Furthermore, with more time spent in the mindset of a user, the QA engineer will start striving for an improved user experience because he/she, like the real users of the system, will strive to do thing faster.
As such, the QA engineer starts suggesting some usability improvements of the system. These improvements are small — e.g., change the order of the menu items, add the ability to have custom shortcuts on the homepage etc, but they do improve the experience of the user.
Sure, all of those changes must be discussed with the team and approved by the PO but those who get approved bring the system closer to what the actual users want.
5. Allow the QA engineer to be an user of the system
The main role of a QA engineer is to ensure that the system under test satisfies the needs of its users. As such, the QA engineer needs to think like a user, to act like a user, and to be able to quickly shift from the mindset of the user to the mindset of the problem analyst required by the job description.

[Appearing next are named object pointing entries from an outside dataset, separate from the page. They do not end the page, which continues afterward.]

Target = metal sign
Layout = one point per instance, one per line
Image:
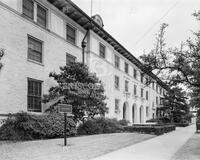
(65, 108)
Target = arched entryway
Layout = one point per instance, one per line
(125, 111)
(134, 113)
(141, 114)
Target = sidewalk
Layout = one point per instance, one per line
(158, 148)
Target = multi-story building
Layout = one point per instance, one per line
(39, 36)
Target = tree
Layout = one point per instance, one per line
(175, 104)
(182, 65)
(2, 52)
(80, 88)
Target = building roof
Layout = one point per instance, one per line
(80, 17)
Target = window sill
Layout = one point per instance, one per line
(32, 61)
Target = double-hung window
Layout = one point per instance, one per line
(116, 105)
(135, 73)
(126, 86)
(34, 95)
(126, 67)
(70, 59)
(71, 34)
(34, 49)
(135, 90)
(142, 92)
(147, 95)
(116, 82)
(117, 61)
(41, 16)
(102, 50)
(29, 9)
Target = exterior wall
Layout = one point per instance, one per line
(17, 68)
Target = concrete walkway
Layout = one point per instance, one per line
(158, 148)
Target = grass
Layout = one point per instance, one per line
(79, 148)
(190, 150)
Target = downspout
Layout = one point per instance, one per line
(83, 45)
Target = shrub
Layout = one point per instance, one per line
(123, 122)
(159, 120)
(98, 126)
(24, 126)
(150, 129)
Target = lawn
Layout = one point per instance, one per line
(79, 148)
(190, 150)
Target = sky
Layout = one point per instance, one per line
(134, 23)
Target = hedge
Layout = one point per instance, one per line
(24, 126)
(180, 124)
(99, 126)
(150, 129)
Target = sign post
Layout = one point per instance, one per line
(65, 108)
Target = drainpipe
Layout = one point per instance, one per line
(83, 45)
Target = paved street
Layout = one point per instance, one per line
(158, 148)
(80, 148)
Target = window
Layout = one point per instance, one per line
(135, 89)
(117, 61)
(135, 73)
(34, 49)
(156, 100)
(126, 85)
(153, 85)
(147, 95)
(126, 67)
(156, 88)
(34, 95)
(41, 12)
(71, 34)
(28, 9)
(147, 112)
(116, 82)
(70, 59)
(142, 92)
(142, 77)
(102, 50)
(116, 105)
(41, 16)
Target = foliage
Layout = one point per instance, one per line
(160, 120)
(24, 126)
(80, 88)
(123, 122)
(99, 126)
(2, 52)
(176, 105)
(150, 129)
(182, 64)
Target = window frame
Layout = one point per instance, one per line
(142, 92)
(126, 86)
(117, 62)
(42, 48)
(116, 80)
(135, 90)
(102, 54)
(75, 33)
(147, 95)
(46, 15)
(34, 96)
(34, 17)
(126, 67)
(134, 73)
(68, 55)
(117, 105)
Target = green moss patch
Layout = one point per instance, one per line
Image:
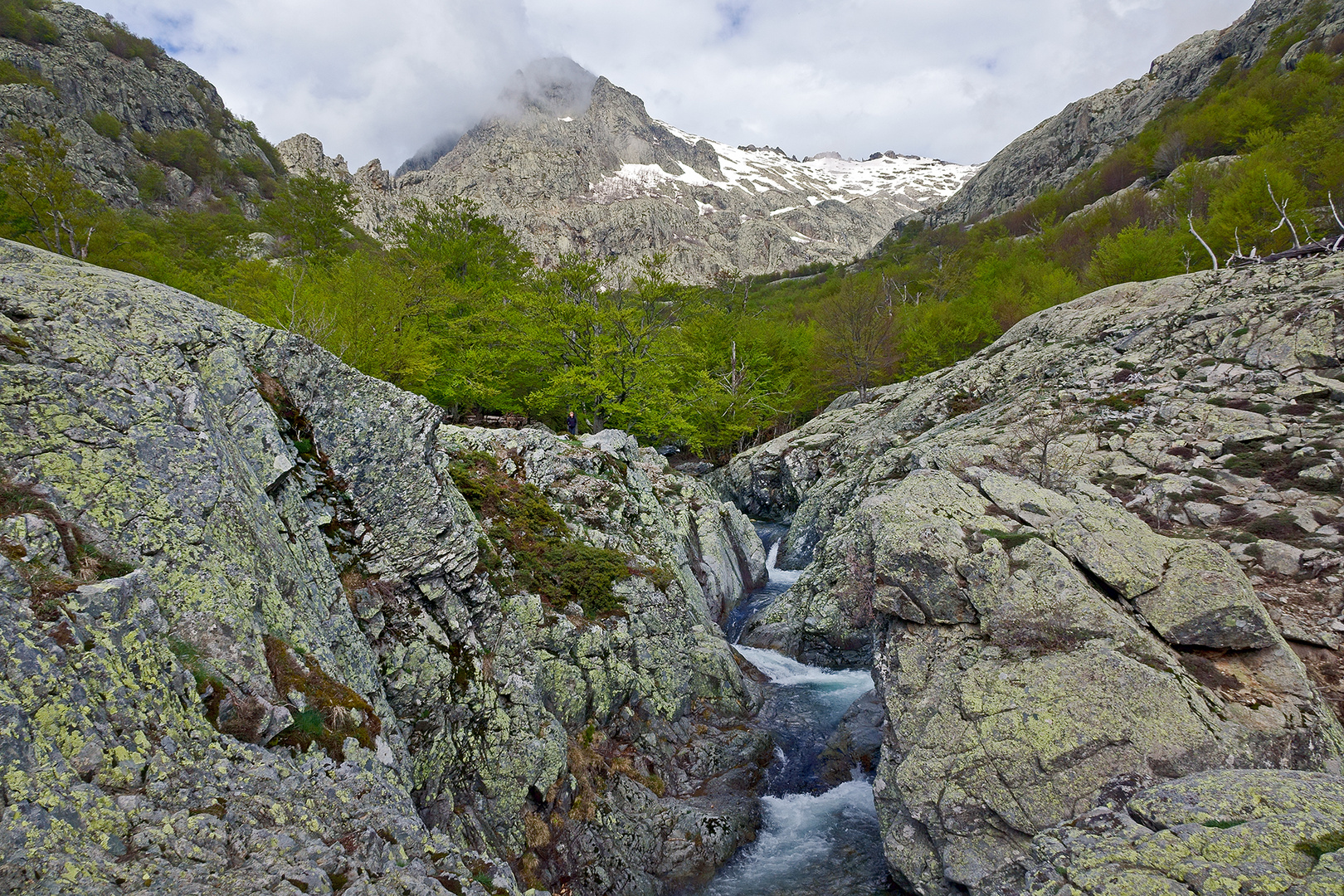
(332, 711)
(1010, 539)
(1331, 843)
(548, 559)
(1124, 402)
(47, 586)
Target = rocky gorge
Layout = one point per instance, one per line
(272, 622)
(1098, 555)
(217, 535)
(1064, 618)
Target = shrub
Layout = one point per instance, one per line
(105, 124)
(1136, 254)
(188, 151)
(12, 74)
(152, 183)
(21, 21)
(119, 42)
(548, 559)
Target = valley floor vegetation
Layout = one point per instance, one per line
(448, 305)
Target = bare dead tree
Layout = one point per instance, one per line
(1046, 457)
(1283, 218)
(1190, 218)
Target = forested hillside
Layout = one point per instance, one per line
(452, 308)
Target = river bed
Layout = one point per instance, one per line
(815, 840)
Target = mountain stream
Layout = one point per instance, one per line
(815, 841)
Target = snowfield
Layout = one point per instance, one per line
(910, 180)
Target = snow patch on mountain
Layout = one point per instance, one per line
(830, 178)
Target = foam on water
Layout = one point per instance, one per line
(810, 844)
(845, 685)
(777, 575)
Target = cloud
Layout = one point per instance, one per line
(368, 80)
(955, 80)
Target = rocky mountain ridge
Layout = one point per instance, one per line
(1059, 148)
(605, 179)
(112, 109)
(217, 538)
(270, 622)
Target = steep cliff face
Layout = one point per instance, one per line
(102, 104)
(256, 633)
(1059, 148)
(602, 178)
(1101, 553)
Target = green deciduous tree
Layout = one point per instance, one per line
(58, 212)
(312, 217)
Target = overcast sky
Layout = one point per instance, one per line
(949, 78)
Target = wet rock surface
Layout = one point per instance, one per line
(257, 635)
(1043, 551)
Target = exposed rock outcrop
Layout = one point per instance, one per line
(596, 175)
(309, 578)
(1216, 832)
(1059, 148)
(1016, 544)
(136, 99)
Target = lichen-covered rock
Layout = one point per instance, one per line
(321, 587)
(1007, 540)
(1215, 832)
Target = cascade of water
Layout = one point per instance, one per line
(815, 843)
(780, 577)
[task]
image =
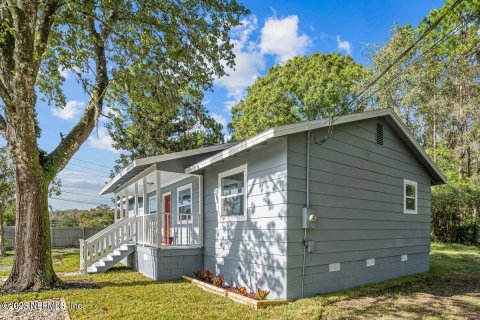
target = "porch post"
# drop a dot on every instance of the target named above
(120, 213)
(145, 206)
(115, 206)
(200, 210)
(158, 182)
(136, 199)
(126, 203)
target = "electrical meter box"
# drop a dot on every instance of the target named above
(309, 218)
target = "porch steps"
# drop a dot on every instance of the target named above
(112, 258)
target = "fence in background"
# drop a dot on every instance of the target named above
(62, 237)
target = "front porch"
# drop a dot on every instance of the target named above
(158, 227)
(171, 214)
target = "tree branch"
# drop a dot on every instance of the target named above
(80, 132)
(3, 127)
(44, 29)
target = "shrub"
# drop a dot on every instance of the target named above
(218, 281)
(204, 275)
(262, 294)
(241, 290)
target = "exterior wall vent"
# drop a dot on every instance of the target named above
(379, 134)
(370, 262)
(334, 267)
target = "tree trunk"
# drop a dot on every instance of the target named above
(2, 233)
(32, 267)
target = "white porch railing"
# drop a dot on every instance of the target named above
(106, 241)
(180, 229)
(147, 229)
(175, 229)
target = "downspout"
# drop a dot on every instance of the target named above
(308, 206)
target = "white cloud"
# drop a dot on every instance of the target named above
(101, 140)
(66, 72)
(344, 46)
(69, 111)
(248, 62)
(280, 37)
(220, 119)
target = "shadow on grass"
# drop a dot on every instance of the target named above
(450, 289)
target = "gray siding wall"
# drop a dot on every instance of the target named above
(165, 264)
(357, 189)
(251, 253)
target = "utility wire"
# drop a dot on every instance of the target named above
(374, 81)
(77, 201)
(86, 195)
(85, 167)
(93, 163)
(423, 55)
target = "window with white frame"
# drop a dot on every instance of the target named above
(152, 205)
(410, 199)
(184, 202)
(232, 193)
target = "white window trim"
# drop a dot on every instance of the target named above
(164, 195)
(414, 183)
(150, 198)
(185, 187)
(242, 168)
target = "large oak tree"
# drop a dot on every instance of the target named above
(107, 44)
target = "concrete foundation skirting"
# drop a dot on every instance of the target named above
(165, 263)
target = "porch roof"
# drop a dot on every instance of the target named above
(172, 162)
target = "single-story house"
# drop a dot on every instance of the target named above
(286, 210)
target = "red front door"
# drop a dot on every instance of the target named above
(167, 209)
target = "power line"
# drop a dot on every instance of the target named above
(86, 195)
(423, 55)
(374, 81)
(85, 167)
(93, 163)
(77, 201)
(94, 174)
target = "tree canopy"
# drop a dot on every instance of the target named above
(305, 88)
(436, 91)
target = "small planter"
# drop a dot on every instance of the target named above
(254, 303)
(207, 286)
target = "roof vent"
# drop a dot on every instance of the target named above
(379, 135)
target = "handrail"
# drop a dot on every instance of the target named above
(106, 241)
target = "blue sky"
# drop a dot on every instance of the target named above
(274, 32)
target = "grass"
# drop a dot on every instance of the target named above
(450, 290)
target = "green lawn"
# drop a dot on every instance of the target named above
(450, 290)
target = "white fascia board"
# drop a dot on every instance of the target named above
(282, 131)
(117, 177)
(165, 157)
(314, 125)
(414, 142)
(262, 137)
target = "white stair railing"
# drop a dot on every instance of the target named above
(106, 241)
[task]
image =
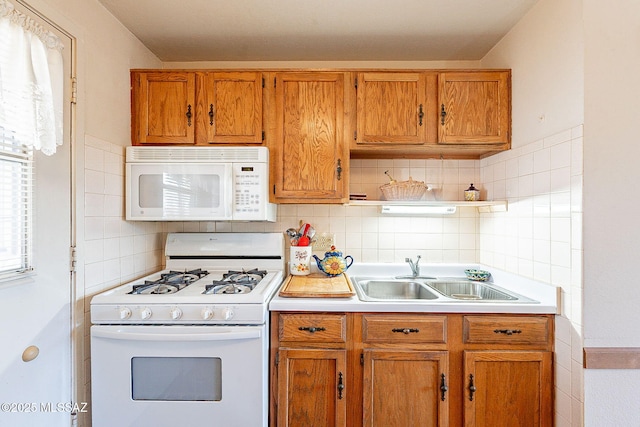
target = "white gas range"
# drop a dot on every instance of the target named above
(189, 343)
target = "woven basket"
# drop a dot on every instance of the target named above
(403, 190)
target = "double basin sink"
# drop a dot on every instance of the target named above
(430, 289)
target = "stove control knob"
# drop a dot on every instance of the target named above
(227, 313)
(125, 313)
(176, 313)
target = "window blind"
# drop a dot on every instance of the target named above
(16, 206)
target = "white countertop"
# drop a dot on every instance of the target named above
(546, 296)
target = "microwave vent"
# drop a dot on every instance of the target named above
(197, 154)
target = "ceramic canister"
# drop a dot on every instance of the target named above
(300, 260)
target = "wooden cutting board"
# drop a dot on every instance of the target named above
(317, 285)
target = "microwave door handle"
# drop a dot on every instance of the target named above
(119, 334)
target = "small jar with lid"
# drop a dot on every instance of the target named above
(472, 194)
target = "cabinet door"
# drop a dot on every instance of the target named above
(311, 156)
(405, 388)
(391, 108)
(163, 107)
(474, 108)
(230, 108)
(312, 388)
(508, 388)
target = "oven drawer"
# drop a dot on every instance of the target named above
(312, 328)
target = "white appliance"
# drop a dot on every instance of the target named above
(189, 344)
(198, 184)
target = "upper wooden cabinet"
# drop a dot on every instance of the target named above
(394, 108)
(171, 107)
(163, 106)
(309, 155)
(229, 108)
(316, 118)
(475, 108)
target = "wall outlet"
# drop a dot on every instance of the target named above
(323, 242)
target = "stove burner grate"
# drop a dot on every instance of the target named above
(168, 283)
(236, 282)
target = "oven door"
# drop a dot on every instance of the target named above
(179, 375)
(179, 191)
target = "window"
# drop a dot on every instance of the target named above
(15, 205)
(31, 118)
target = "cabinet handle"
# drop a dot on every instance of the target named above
(188, 115)
(472, 387)
(443, 386)
(507, 331)
(406, 331)
(311, 329)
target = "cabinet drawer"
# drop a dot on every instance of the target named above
(406, 329)
(312, 327)
(507, 329)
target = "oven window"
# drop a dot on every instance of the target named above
(175, 191)
(176, 378)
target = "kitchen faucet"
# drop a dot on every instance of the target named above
(415, 268)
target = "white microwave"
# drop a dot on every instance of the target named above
(198, 184)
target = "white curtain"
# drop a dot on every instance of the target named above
(31, 81)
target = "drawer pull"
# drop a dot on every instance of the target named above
(507, 331)
(406, 331)
(443, 386)
(472, 387)
(311, 329)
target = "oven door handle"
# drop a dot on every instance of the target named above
(120, 334)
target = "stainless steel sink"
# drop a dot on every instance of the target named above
(442, 290)
(468, 290)
(393, 290)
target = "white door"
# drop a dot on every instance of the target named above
(36, 313)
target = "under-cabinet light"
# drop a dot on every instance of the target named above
(417, 209)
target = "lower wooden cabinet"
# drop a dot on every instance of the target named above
(405, 388)
(311, 388)
(408, 369)
(508, 388)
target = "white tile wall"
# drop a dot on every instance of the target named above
(540, 236)
(116, 251)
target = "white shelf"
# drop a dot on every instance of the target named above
(484, 206)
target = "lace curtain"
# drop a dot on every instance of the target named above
(31, 81)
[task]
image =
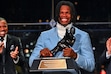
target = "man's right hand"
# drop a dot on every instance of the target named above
(45, 53)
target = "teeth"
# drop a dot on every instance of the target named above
(2, 32)
(64, 19)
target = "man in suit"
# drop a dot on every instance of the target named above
(105, 58)
(11, 52)
(81, 50)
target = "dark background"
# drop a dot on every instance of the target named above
(33, 10)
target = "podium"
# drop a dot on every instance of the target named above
(54, 65)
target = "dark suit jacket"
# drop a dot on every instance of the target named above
(106, 62)
(11, 43)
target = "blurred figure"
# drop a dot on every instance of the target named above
(81, 51)
(105, 58)
(11, 52)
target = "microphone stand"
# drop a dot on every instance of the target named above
(3, 57)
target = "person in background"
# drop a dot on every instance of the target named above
(81, 51)
(11, 52)
(105, 58)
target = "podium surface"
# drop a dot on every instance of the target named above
(54, 66)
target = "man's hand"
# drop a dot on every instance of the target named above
(1, 47)
(14, 53)
(68, 52)
(45, 53)
(108, 45)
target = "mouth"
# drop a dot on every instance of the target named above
(64, 20)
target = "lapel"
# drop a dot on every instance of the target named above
(54, 38)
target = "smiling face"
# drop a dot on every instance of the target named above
(3, 28)
(64, 15)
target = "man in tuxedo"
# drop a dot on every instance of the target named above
(81, 50)
(105, 58)
(11, 52)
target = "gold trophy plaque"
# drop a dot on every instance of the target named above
(52, 64)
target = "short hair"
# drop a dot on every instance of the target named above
(72, 9)
(3, 19)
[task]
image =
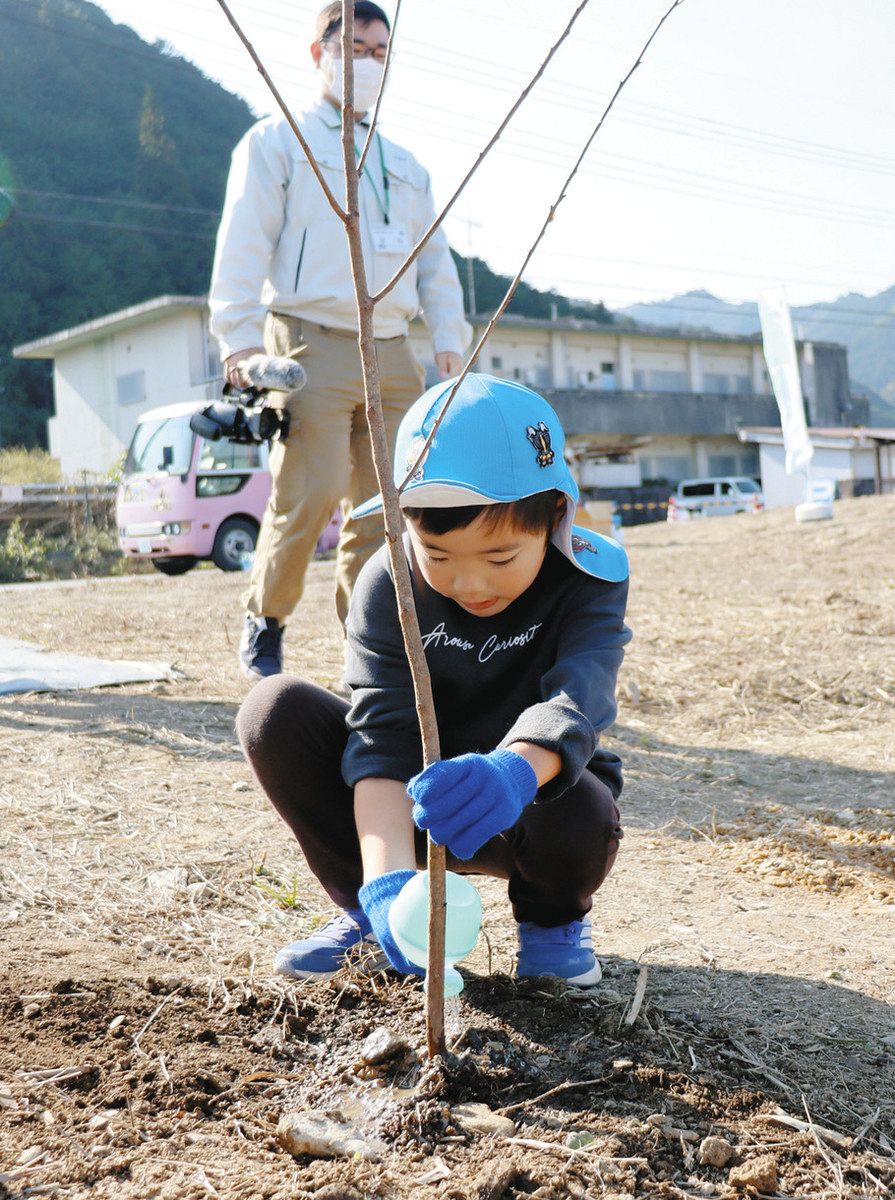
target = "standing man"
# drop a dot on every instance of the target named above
(282, 285)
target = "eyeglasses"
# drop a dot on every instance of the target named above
(361, 51)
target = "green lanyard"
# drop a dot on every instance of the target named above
(383, 201)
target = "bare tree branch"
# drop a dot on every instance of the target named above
(293, 125)
(379, 94)
(394, 538)
(380, 449)
(551, 215)
(420, 245)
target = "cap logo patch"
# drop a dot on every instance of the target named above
(413, 454)
(539, 437)
(582, 544)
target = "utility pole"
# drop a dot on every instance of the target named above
(470, 275)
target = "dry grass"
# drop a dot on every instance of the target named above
(756, 881)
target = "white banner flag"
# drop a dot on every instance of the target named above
(785, 379)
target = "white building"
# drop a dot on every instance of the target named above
(857, 460)
(108, 371)
(636, 405)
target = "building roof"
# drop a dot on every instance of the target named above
(580, 325)
(150, 310)
(112, 323)
(859, 437)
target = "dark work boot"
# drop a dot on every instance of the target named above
(260, 652)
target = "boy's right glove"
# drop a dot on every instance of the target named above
(464, 802)
(376, 898)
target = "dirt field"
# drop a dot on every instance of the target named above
(145, 1051)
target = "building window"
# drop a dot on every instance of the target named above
(131, 388)
(722, 465)
(716, 384)
(668, 468)
(226, 455)
(667, 381)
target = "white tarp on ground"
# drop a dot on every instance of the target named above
(25, 666)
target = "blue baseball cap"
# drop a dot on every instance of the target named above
(499, 442)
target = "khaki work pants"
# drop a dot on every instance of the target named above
(325, 460)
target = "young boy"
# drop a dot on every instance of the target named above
(522, 622)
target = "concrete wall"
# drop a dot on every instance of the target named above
(102, 388)
(829, 462)
(644, 413)
(830, 402)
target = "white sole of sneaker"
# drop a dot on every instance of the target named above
(589, 978)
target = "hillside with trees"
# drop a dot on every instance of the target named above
(114, 154)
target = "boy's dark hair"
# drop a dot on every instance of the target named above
(532, 514)
(330, 18)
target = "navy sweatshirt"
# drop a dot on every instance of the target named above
(542, 671)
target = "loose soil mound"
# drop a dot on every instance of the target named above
(746, 933)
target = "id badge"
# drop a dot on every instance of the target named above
(391, 239)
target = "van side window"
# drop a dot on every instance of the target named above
(226, 455)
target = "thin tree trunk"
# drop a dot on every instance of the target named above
(394, 535)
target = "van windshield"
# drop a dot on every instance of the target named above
(166, 444)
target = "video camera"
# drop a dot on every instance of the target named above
(244, 415)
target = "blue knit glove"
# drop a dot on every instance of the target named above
(466, 801)
(376, 898)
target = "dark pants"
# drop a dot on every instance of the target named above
(556, 856)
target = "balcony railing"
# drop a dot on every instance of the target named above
(688, 413)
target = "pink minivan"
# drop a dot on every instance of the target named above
(184, 498)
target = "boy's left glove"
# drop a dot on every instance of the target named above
(464, 802)
(376, 898)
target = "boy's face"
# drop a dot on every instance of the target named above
(481, 569)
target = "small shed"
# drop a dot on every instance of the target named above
(859, 461)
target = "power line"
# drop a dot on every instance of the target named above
(115, 202)
(654, 117)
(114, 227)
(808, 312)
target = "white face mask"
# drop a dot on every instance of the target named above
(367, 78)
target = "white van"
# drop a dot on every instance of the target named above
(716, 496)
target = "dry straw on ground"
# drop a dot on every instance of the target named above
(144, 886)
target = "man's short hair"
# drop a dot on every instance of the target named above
(330, 19)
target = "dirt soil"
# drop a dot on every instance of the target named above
(748, 931)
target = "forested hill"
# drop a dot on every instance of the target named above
(115, 153)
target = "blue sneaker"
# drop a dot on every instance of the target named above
(560, 951)
(329, 948)
(260, 651)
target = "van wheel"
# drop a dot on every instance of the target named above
(234, 543)
(176, 565)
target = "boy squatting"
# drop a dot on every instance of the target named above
(522, 621)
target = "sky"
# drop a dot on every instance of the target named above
(754, 147)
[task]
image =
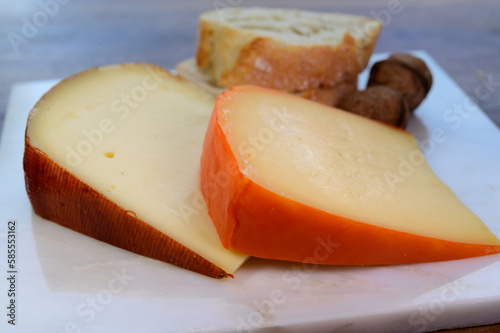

But if you take from the QA engineer all the hassle of deployment and fiddling with making the system run properly in the testing environment you are unlocking more time for him/her to spend in the mindset of an actual user, and having a user of the system close by is a treasure trove for building it in such a way that the system accomplishes its purpose — catering to the needs of his users.
As a developer, it may be strange to look at your colleague — the QA engineer — like at an user of the system you're both working on. After all, you both know a lot more of what's under the hood of that system for any of you to be considered just a simple user of it.
But it is a change worth making. And, as the saying goes, to change the world you need to start with changing yourself. This change comes when you treat QA environment as production environment and make all the efforts needed to uphold the delivery to QA to the same rigor as delivery to production. In essence, it's nothing but a shift in the mindset that was already mentioned in the title — don't release to Production, release to QA.